Après avoir passé une bonne partie de la nuit dans des fauteuils en plastique moulé, je crois que je n’ai jamais retrouvé ma ville natale avec autant de plaisir, quand notre avion atterrit enfin au terminal de Miami International dans le soleil levant. La foule hystérique et toujours violente que nous devons traverser pour gagner le parking se révèle être un vrai bonheur.

À sa demande, je dépose Chutsky à l’hôpital pour qu’il retrouve Deborah. Il descend, hésite, puis se penche à la portière :

— Désolé que ça ait pas marché, mon pote.

— Je le suis tout autant.

— Tiens-moi au courant si tu as besoin d’un coup de main pour finir le boulot. Tu sais, si tu trouves le mec et que tu hésites, je peux t’aider.

Évidemment, c’est la seule chose où je n’hésiterais pas une seconde, mais c’est tellement gentil de sa part de se proposer que je le remercie.

— C’est sincère, dit-il, avant de claquer la portière et de claudiquer jusqu’à l’hôpital.

Je rentre dans la circulation, sans trop de retard, mais assez pour manquer Rita et les gosses. Je me console avec une douche, des vêtements propres, puis une tasse de café et un toast avant de retraverser la ville pour me rendre au bureau.

Ce n’est plus l’heure de pointe, mais comme toujours la circulation est dense, et dans les embouteillages j’ai le temps de réfléchir. Mes conclusions sont déplaisantes. Weiss est toujours dans la nature et désormais impossible à localiser. Je suis certain que rien ne l’a fait changer d’avis en ce qui me concerne et qu’il ne compte pas s’en prendre à quelqu’un d’autre. Pour autant que je sache, je dois me résigner à attendre – soit qu’il agisse, soit qu’une merveilleuse idée me tombe du ciel dans le bec.

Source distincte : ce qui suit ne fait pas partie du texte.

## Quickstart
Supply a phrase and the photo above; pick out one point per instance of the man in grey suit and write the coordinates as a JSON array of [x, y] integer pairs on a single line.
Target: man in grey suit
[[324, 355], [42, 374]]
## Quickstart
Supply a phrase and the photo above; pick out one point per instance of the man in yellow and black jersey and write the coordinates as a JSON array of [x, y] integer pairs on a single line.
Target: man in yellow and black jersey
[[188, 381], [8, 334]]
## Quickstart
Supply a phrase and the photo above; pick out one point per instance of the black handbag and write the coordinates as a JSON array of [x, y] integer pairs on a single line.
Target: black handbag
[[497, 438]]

Le flot des véhicules s’immobilise. Une voiture passe et klaxonne en rugissant sur la bande d’arrêt d’urgence, d’autres répliquent sur le même ton, mais aucune idée ne me vient. Je suis coincé, j’essaie d’aller au travail et j’attends une catastrophe imminente. C’est sans doute une description parfaite de la condition humaine, mais j’avais toujours cru y échapper.

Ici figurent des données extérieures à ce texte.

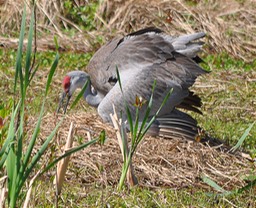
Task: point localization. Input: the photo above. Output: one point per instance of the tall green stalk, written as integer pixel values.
(137, 129)
(15, 159)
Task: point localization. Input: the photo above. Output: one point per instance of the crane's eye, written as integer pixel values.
(66, 83)
(66, 87)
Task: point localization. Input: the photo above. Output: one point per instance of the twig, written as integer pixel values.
(63, 164)
(30, 189)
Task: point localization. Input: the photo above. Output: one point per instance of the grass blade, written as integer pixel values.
(52, 70)
(214, 185)
(29, 49)
(81, 93)
(19, 52)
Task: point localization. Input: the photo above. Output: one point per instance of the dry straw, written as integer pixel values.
(158, 162)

Les voitures s’ébranlent. Je dépasse lentement un camion arrêté au bord de la route, capot ouvert. Une dizaine de types mal attifés sont assis sur le plateau du camion. Ils attendent aussi, mais ils ont l’air plus heureux que moi. Peut-être qu’ils ne sont pas traqués par un artiste dément et sanguinaire.

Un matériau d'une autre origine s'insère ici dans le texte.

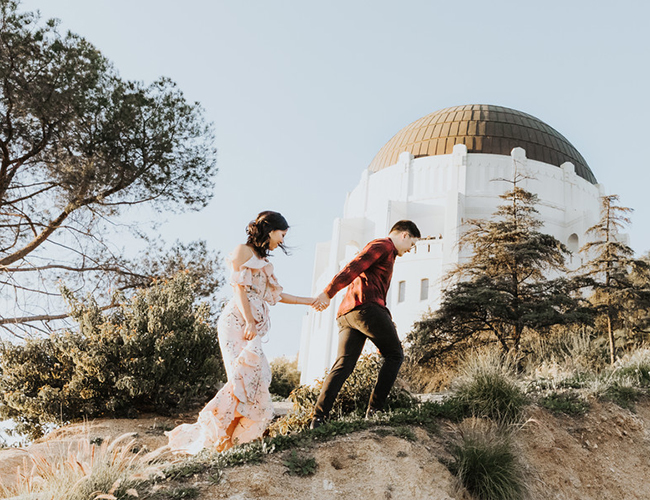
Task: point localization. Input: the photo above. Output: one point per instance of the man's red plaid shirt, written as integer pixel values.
(368, 275)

Je finis par arriver au bureau. Si j’espérais un accueil chaleureux de mes collègues, j’en suis pour mes frais. Vince Masuoka me jette un coup d’œil quand j’entre dans le labo.

— D’où tu sors ? demande-t-il d’un ton accusateur.

— Très bien, réponds-je. Ravi de te revoir aussi.

— C’est la folie, ici, reprend-il sans relever. Des histoires d’immigrés et pour ne rien arranger, hier, un connard a tué sa femme et son amant.

— Je suis navré de l’apprendre.

— Avec un marteau, si tu trouves ça drôle…

— Pas vraiment, dis-je, en ajoutant mentalement : sauf pour lui.

— On aurait bien eu besoin de toi.

— C’est agréable de se sentir désiré, dis-je.

Il me jette un long regard dégoûté et se détourne.

La journée ne s’améliore pas pour autant. Je finis sur le lieu où l’homme au marteau a donné sa petite fête. Vince avait raison – c’est un vrai charnier, avec des éclaboussures de sang sur deux murs et demi, un canapé et un grand bout d’une moquette anciennement beige. J’entends les policiers à la porte dire que le type est écroué : il a avoué en disant qu’il ne savait pas ce qui lui a pris. Ça ne me réconforte pas, mais c’est bien de voir que justice est faite de temps en temps, et cela me fait temporairement oublier Weiss. C’est bien d’être occupé.

Cela ne dissipe pas l’idée que Weiss doit probablement penser à la même chose que moi.